News, Apr 1, 2026

Boyer tapped as first faculty director of new UMCI in Detroit

Taubman College’s Bryan Boyer has been selected as the first faculty director of the new University of Michigan Center for Innovation. Set to launch in downtown Detroit in fall 2027, the UMCI will be a world-class research, education, and entrepreneurship center designed to advance innovation and develop the necessary talent to grow Michigan’s economy.

“What makes this opportunity compelling to me is Michigan’s particular mix of strengths, such as hard tech, manufacturing, and operations. But Michigan is also a place of deep community strength, grassroots organizing, and cultural brilliance,” Boyer said. “Detroit offers a rare opportunity to integrate technological innovation and social innovation into a shared project. In light of AI’s shockwaves through tech and, increasingly, the wider world, this combination is critical.”

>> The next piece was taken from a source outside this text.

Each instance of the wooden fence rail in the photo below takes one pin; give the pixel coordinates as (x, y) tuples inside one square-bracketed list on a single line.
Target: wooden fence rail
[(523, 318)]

Boyer is an associate professor of practice in architecture and cofounder of the architecture and strategic design studio Dash Marshall. He first joined Taubman College in 2019 as the Eliel Saarinen Visiting Assistant Professor of Practice. Since 2020, he has served as faculty director of the Bachelor of Science in Urban Technology, a first-of-its-kind program combining technology, design, and urbanism, which Boyer helped develop with input from Taubman faculty, alumni, and industry experts. Since launching in 2021, the program has graduated its first cohort and grown to 180 students. This new role at UMCI builds on Boyer’s earlier work at the Finnish Innovation Fund, where he helped launch Helsinki Design Lab, a team embedded in government to develop new, agile approaches to problem-solving.

Housed in a brand new, 200,000-square-foot facility, UMCI will include classrooms, research labs, design studios, and public spaces. As faculty director, Boyer will lead UMCI’s multi-disciplinary academic offerings and research, beginning with a set of graduate degrees now in development and including workforce development programming aligned with the jobs of the future in fields like sustainability, technology, and entrepreneurship.

Rendering of the UMCI building exterior.
Kohn Pedersen Fox

Among the first offerings will be Taubman College’s newly announced Master of Urban Technology. Built on the success of the bachelor’s program, the one-year degree will equip students with the systems thinking and business acumen needed to rethink the work of the built environment in a way that stretches beyond current silos of planning, design, architecture, and real estate.

“We have an obligation and an opportunity to rethink not only curriculum but the institutional forms that support it,” Boyer said. “UMCI can become a platform for testing new models of education that are embedded in place, shaped with partners, and responsive to the transformations AI is accelerating.”